I think it is completely transparent at every end inside the Institute because we only work on one pan number across the country. All our Centres, Chapters, and the National Body come under one income tax return file. Everyone has to be compulsorily audited and submit statements to the national body.
We have administrative expenses at the National Body. These administrative expenses are met by the interest generated from the membership fee, which goes to the core fund- a fixed deposit. Only we- the National Body, can utilize the interest part of it to run the office, the staff members, IIA’s examination for others etc. When the interest rates decreased drastically, everything went to a toss as we could not meet the expenses. This is where the sponsorship part comes in- usually, done by the Chapters and Centres that organize programs. They also submit an audited account of the expenses. There is complete transparency regarding what is happening with the funds within the organization.
Lastly, coming to the election process itself, how many eligible members eventually take part in the Institute’s elections?
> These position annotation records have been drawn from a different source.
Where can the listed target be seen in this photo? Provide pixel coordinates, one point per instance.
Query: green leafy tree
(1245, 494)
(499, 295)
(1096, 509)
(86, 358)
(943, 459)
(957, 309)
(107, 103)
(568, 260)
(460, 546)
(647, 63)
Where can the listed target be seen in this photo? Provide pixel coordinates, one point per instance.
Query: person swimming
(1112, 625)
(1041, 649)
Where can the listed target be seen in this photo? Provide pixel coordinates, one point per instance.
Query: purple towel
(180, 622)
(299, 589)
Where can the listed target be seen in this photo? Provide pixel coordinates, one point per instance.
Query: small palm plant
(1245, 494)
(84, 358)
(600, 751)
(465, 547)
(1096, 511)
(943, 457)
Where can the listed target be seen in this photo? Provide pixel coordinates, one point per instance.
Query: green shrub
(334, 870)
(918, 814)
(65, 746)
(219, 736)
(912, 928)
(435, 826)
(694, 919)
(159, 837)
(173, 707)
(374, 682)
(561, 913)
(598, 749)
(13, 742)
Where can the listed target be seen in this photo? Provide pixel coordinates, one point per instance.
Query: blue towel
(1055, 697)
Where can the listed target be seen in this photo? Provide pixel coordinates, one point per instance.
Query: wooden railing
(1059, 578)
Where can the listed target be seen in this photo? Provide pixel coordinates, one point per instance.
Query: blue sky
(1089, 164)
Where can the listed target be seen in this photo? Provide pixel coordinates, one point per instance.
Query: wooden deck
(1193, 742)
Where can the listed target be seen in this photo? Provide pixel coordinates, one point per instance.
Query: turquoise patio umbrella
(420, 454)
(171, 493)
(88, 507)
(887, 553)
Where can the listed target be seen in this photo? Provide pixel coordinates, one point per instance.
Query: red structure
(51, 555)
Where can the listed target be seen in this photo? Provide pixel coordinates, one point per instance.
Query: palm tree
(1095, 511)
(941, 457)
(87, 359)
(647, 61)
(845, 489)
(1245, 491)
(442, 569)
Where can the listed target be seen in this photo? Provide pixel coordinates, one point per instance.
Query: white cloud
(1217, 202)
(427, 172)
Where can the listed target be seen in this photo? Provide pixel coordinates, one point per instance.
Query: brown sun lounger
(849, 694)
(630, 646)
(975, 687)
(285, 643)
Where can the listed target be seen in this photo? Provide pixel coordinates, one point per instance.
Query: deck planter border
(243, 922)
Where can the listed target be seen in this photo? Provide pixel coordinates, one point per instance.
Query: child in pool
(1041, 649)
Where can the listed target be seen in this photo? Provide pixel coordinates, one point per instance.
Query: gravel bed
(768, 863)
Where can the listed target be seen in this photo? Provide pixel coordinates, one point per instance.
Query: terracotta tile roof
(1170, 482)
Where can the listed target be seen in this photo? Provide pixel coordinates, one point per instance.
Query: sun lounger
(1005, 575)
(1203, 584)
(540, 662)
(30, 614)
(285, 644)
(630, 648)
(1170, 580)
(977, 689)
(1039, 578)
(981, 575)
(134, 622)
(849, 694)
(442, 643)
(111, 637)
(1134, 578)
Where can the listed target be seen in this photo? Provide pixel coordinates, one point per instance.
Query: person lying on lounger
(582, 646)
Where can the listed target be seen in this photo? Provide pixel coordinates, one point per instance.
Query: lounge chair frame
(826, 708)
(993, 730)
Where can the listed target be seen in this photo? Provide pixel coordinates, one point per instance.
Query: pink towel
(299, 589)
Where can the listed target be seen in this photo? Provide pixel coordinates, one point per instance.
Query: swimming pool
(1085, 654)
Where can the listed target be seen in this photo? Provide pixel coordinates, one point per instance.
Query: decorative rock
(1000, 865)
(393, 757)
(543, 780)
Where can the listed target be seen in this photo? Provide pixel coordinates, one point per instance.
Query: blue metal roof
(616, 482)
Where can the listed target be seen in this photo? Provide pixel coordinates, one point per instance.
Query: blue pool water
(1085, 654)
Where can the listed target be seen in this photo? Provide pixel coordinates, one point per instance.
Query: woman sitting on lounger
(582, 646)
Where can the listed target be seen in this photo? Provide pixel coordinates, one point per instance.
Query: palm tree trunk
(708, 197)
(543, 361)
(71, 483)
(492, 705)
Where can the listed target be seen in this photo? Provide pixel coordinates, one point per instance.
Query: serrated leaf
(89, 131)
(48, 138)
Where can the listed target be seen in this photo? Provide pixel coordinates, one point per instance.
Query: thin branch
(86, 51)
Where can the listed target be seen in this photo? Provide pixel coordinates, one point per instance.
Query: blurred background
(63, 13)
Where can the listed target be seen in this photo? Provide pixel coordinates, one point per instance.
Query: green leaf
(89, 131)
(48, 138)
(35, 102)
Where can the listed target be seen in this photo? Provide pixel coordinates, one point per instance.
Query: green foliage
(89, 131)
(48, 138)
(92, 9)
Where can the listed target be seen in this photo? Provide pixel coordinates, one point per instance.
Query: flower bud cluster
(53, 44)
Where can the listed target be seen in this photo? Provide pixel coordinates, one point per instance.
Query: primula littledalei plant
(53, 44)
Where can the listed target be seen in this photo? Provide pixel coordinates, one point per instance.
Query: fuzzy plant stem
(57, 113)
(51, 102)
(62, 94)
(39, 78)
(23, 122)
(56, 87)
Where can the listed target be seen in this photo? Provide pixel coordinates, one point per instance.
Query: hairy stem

The eligibility criteria for a voter is to be a member with no dues pending. This time we have nearly 15,000 voters from our 27,000 members. Last time, we had 12,000 voters, of which, eventually, 4500 cast their vote. We expect this number to be close to 7,500 this time, as more interest seems to have been generated within the community.
As we are near the end of this interview, would you like to end with a message or any comment?
It ignites and excites certain people, which is good for our organization. But after the election, we have to take forward these agendas. Some call IIA a glorified event manager or event management company because we organize many programs. That’s good, but we need programs to excite people and fulfil the agendas as an organization, and not do things just to end it there; it has to be taken forward. That’s the way forward.